Although there were bright lights at both ends of the corridor, he found that very little of it seemed to reach beyond the doorways, so that he found himself illuminating the floor before him with the cell phone’s digital display to ensure against any unforeseen hazards. 

The next room was a great, empty space, likely a large storage area of some kind.  Once upon a time, forklifts probably prowled up and down the corridor, moving things around, keeping the production lines running.  But now the room was empty.  Three men stood in the middle of the room.  Two of them wore hair nets.  One of them was talking, yet he made no sound. 

His phone chimed.

SOMETHING SEEMS WRONG

“No kidding,” he told the phone.

BE CAREFUL.

“I will.”

Dream Eric had wandered around this empty room, exploring, searching for the path that would carry him forward.  Eventually, he made his way to the far corner, where a set of steps led up to the second floor. 

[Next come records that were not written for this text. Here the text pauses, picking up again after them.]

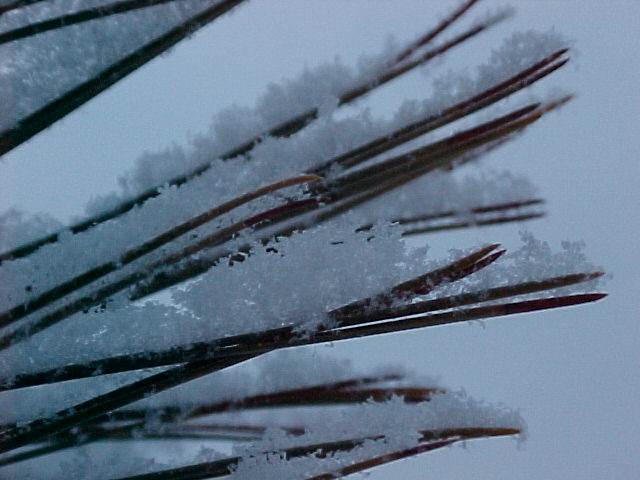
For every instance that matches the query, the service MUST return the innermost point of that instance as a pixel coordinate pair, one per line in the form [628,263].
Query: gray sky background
[572,373]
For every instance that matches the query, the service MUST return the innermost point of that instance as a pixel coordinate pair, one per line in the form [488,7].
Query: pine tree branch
[85,278]
[81,16]
[35,122]
[285,129]
[350,315]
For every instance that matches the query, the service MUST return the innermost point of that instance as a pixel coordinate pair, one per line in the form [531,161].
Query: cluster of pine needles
[110,416]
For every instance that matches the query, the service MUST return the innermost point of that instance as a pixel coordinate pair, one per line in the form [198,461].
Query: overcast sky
[572,373]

Now, the Eric that was running two days late walked past the three men and headed for the stairs. 

Something felt wrong, but he couldn’t put his finger on it. 

He glanced back one last time at the three men conversing silently in the middle of the room and then ascended the stairs and entered a long, dark hallway. 

In his dream, he peered into each room, probed it with the light from his phone and moved on.  Now he used the returning memory of the dream to avoid these rooms.  He was not at all eager to step through a door and find himself face-to-horrible-face with another golem. 

And if he were to be completely honest with himself, this seemed like the perfect place for a golem, as far from any of the outer doors as possible, completely lacking in places to run and hide, plenty of dead ends in which he could find himself cornered.